Coming in as defence coach, Irishman Jerry Flannery will have one of, if not the biggest role to fill in the new Springbok management set-up as the world champions start preparing for the 2027 Rugby World Cup.
They lost the mastermind of their defensive plans, former mentor Jacques Nienaber, who made the Boks one of the stingiest sides in world rugby when it came to scoring tries against them.
The Boks became a tackling force under Nienaber – first when he was an assistant coach and then as the head coach – as they took their defensive strategies to new heights.
They conceded only four tries over three play-off matches at last year's World Cup against hosts France, England and New Zealand.
Flannery, a former hooker, has been the defence guru at Harlequins, and will step into the role with massive pressure on him, especially with the first official series of the Boks being against the country he played for.

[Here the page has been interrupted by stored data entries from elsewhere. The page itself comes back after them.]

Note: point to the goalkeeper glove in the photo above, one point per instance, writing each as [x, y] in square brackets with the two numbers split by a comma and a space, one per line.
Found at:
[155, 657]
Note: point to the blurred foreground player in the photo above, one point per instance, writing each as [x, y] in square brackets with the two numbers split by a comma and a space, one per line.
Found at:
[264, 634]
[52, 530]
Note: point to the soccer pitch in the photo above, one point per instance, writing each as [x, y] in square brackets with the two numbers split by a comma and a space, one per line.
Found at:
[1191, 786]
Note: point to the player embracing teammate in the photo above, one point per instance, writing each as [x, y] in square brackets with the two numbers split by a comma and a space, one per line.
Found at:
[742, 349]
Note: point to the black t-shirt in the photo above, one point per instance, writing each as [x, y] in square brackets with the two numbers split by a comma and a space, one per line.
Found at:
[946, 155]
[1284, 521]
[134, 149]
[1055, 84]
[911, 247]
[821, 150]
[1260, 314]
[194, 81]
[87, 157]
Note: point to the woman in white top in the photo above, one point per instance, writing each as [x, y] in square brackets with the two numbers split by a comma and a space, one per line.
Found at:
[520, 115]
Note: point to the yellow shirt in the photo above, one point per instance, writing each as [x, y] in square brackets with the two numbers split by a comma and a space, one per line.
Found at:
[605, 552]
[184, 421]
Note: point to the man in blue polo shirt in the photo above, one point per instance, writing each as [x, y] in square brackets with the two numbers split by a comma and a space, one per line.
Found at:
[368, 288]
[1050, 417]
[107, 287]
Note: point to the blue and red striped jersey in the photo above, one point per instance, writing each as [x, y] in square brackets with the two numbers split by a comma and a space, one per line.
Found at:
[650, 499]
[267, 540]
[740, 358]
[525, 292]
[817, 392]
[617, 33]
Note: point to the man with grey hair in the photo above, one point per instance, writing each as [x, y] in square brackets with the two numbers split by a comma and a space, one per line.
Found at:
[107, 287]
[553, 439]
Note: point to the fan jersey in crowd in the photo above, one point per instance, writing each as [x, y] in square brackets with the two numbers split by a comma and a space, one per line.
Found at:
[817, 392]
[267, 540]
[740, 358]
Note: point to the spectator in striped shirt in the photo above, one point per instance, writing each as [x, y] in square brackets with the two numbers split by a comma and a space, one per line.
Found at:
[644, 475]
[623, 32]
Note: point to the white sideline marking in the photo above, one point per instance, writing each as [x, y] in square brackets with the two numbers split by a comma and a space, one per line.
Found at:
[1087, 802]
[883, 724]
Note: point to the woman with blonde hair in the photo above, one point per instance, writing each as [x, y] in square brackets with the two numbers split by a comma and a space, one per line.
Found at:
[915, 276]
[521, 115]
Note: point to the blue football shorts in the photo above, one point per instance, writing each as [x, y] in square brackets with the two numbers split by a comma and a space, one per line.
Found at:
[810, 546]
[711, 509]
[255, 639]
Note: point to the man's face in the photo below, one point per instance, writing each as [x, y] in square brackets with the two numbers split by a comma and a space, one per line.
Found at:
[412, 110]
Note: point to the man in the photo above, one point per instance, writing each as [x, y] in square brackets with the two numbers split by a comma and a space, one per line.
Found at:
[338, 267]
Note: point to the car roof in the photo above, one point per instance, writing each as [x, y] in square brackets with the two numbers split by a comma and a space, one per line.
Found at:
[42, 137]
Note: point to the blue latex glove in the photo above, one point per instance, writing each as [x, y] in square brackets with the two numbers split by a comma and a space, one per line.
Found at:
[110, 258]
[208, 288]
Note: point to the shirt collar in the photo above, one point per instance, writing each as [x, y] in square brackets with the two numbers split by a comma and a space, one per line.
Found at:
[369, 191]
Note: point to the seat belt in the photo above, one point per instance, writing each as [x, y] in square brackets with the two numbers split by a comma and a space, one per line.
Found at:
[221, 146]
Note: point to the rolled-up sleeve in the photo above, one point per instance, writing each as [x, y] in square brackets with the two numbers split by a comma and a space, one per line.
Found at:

The pressure will be about getting to know and understand how the Bok defensive plans work, and there will be extra pressure to get them ready over the next couple of months before Ireland arrive for the two-Test series in Pretoria and Durban on July 6 and 13 respectively.
Nienaber left an indelible mark on Bok rugby, especially in fixing a defensive system that leaked 57 points against the All Blacks in Albany back in 2017.
It’s especially their calmness under pressure during big defensive plays that made the Boks’ defence the stand-out aspect under Nienaber.
That massive line-speed in the back line, cutting off the attack of their opponents at the centre or digging in on the tryline and keeping their opponents from burrowing over, were trademarks of the Nienaber era.
Rassie Erasmus, the Springbok head coach, will allow Flannery as much time as possible to settle in and get used to what the system demands from him.
At the same time, the South Africans will hope their defence does not take a knock in the absence of Nienaber.
Flannery will get a first taste of exactly how things work in the national set-up during the upcoming alignment camps as they prepare for the Irish invasion.
A good defensive showing against his countrymen will go a long way in winning the trust of the fickle South African supporters early on in Flannery’s Bok coaching career.
He will definitely not change much of the winning defensive recipe that is already installed at the world champions.
But if Flannery can help them sharpen up on some small detail, while adding his flavour to it, it will be a major win in the Springboks’ books.